The resulting tidy structure will resemble:
This format allows the dataset to be easily analyzed and visualized using standard data analysis tools.
Planned Analysis
Once the dataset is tidy, the analysis will focus on economic trends across countries.
Possible analyses include:
- Comparing GDP growth between countries
- Calculating average GDP over time
- Identifying countries with the fastest economic growth
- Visualizing GDP trends using time series plots
Reproducibility Plan
All data transformations and analyses will be implemented in a Quarto Markdown file using the tidyr, dplyr, and ggplot2 packages in R.
The workflow will follow these steps for each dataset:
- Import the raw wide-format dataset from a CSV file.
- Inspect the structure of the raw dataset.
- Apply
pivot_longer()and otherdplyrtransformations to create a tidy dataset. - Perform analysis using the tidy dataset.
- Create summary tables and visualizations using
ggplot2.
All code will be fully reproducible and executable from a clean R session.
Expected Outcome
By completing these transformations, the project will demonstrate how wide-format datasets commonly encountered in real-world data sources can be reshaped into tidy structures suitable for analysis.

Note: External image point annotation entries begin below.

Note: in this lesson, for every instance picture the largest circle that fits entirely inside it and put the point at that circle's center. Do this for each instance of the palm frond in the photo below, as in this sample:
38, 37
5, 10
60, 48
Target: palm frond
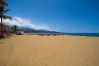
5, 11
7, 17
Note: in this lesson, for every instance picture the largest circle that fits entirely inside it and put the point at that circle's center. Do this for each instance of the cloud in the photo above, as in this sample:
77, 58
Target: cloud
22, 22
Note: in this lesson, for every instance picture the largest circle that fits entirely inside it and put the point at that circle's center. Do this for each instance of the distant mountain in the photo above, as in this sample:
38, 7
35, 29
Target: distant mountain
36, 31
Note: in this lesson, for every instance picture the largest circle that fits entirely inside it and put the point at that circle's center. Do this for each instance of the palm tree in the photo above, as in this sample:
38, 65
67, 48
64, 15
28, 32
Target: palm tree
3, 11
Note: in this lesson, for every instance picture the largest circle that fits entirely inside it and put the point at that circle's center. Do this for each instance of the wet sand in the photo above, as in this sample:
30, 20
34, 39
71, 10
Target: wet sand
32, 50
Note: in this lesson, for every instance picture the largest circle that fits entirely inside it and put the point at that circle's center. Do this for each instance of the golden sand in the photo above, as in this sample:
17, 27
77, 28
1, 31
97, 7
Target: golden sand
32, 50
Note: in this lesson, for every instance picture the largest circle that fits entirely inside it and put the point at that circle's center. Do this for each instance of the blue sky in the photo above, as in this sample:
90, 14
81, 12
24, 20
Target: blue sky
63, 15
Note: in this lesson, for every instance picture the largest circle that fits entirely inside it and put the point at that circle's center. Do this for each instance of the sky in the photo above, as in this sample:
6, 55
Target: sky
71, 16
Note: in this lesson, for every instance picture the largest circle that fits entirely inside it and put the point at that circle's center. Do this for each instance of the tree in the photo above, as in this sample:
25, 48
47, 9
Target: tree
3, 11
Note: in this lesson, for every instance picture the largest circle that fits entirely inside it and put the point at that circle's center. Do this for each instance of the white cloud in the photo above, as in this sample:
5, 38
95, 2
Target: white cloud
22, 22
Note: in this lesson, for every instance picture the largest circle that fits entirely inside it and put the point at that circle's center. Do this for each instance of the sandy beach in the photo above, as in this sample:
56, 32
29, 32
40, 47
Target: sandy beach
32, 50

The resulting tidy datasets will allow more flexible analysis, easier visualization, and clearer interpretation of trends in vaccination progress, renewable energy generation, and economic growth across countries.
Conclusion
This project outlines an approach for transforming three real-world datasets from wide format into tidy format using the tidyr and dplyr packages in R. The selected datasets include COVID-19 vaccination progress, renewable energy capacity time series, and GDP by country across multiple years. Each dataset contains structural issues that make analysis difficult in their raw wide format.
By applying reproducible transformation pipelines such as pivot_longer(), these datasets will be converted into tidy structures that support efficient analysis and visualization. Once the datasets are properly structured, meaningful analyses can be performed to compare vaccination progress across countries, examine renewable energy generation patterns, and analyze GDP growth trends over time.
This approach ensures that all transformations and analyses will be reproducible, transparent, and aligned with tidy data principles.